I've been using cloud-based coding assistants and local LLMs heavily since they first came out. Partly out of idle curiosity at first, but as the models have improved and the tooling ecosystem has grown, I see valid, powerful use cases everywhere. I still don't feel like it's the earth-shattering revolution that the marketing teams try to portray, but they can handle real work nowadays.

Or they can, if you take your hands off the reins a little and give them some space to work in.
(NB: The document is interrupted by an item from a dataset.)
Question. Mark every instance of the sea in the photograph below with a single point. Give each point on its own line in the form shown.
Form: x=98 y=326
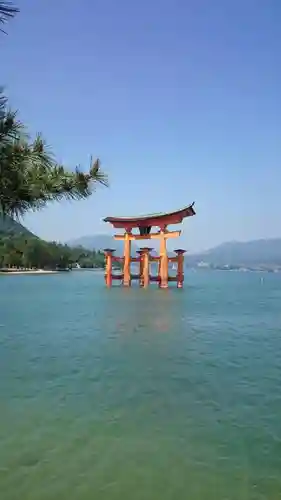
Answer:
x=140 y=394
Now, I'm not saying you can one-shot the next TikTok-beater with vibe coding alone. But with a little knowledge of how LLMs work under the hood, and more structured prompting, you can get pretty impressive results.

The prompting issue

We're so far past basic chatbots

Whether you're prompting a local or cloud-based LLM, everything runs on tokens. Your initial prompt is turned into tokens; the response is generated bit-by-bit from probability calculations and turned into more tokens, and so on. The problem here is that each model has a context window, which is the number of tokens it can handle at once. And since everything uses tokens, it fills up quickly.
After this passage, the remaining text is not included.